I personally would like to see AI be able to review entire code bases and see the bigger picture because state sponsored lawful intercepts are rarely one piece of code but rather require multiple pieces of code and sometimes hardware to work in conjunction to form the back door.
Yesterday I learned that a lot of crucial stuff in Postgres was developed by Russians (the list I saw was quite extensive). So if you run nginx+Postgres (like half the Internet?) then WinRAR is least of your concerns
That's a fair point. Perhaps a solution could be that if someone were willing to pick up the par2cmdline code base and work with the 7-zip developers to merge it into their command line and GUI then there may not be many reasons left to utilize WinRAR.

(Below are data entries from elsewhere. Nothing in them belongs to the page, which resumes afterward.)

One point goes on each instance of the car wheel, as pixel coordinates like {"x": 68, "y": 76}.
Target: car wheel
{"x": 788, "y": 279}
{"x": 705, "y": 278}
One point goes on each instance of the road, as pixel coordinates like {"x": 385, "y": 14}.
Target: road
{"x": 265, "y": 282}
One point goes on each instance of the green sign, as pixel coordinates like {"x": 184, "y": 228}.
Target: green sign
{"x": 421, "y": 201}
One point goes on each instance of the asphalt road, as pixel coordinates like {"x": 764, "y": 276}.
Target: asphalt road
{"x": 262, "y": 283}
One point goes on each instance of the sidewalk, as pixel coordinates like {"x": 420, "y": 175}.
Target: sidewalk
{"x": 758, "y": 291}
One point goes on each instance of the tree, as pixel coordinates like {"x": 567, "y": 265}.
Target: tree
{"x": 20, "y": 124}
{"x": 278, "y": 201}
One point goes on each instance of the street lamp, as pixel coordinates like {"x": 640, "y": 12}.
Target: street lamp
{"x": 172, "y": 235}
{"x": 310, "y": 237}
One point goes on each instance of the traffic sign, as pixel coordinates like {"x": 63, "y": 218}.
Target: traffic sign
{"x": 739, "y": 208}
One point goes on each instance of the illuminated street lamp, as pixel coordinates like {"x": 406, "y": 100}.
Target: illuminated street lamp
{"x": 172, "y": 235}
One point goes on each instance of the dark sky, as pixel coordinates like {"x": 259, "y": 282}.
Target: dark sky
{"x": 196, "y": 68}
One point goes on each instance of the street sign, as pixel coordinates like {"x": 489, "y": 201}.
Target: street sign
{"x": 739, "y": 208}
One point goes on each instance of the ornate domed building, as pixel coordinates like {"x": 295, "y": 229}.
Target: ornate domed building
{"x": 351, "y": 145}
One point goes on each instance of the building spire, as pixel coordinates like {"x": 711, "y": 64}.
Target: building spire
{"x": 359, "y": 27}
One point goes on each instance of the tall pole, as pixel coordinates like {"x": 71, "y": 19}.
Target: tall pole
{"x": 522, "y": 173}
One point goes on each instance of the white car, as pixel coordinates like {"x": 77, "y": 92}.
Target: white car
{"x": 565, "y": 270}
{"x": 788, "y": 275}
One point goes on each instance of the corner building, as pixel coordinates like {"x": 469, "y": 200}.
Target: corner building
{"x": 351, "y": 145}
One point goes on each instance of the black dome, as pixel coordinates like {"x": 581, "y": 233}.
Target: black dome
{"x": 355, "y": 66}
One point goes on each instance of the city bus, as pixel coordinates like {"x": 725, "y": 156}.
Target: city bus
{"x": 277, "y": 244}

I've met many incredibly talented eastern European engineers, who seem to overwhelmingly enjoy low-level programming (compilers, database internals, etc.). I don't see the concern.
They live in a country where you can literally get arrested for walking around with a blank piece of paper. Just because you MIGHT write something subversive on it.
The ability of the Russian government to lean on incredibly talented developers is extremely large.
The Russian government has recently shown itself to be willing and even eager to use coercive tactics against its own people.
The trust issues with software developed by Russians isn't that the engineers are Russian. It's that the engineers and their families are currently in Russia.
How is that conclusion came to mind? Did they wrote the entire code in Russian or the code just don't run on Russian computers?
If you don't know, this is not even the first file compression related exploit. "Zip Slip"(0) for example, is just one year old, and there are many of them out there.
I personally would like to see AI be able to review entire code bases and see the bigger picture because state sponsored lawful intercepts are rarely one piece of code but rather require multiple pieces of code and sometimes hardware to work in conjunction to form the back door.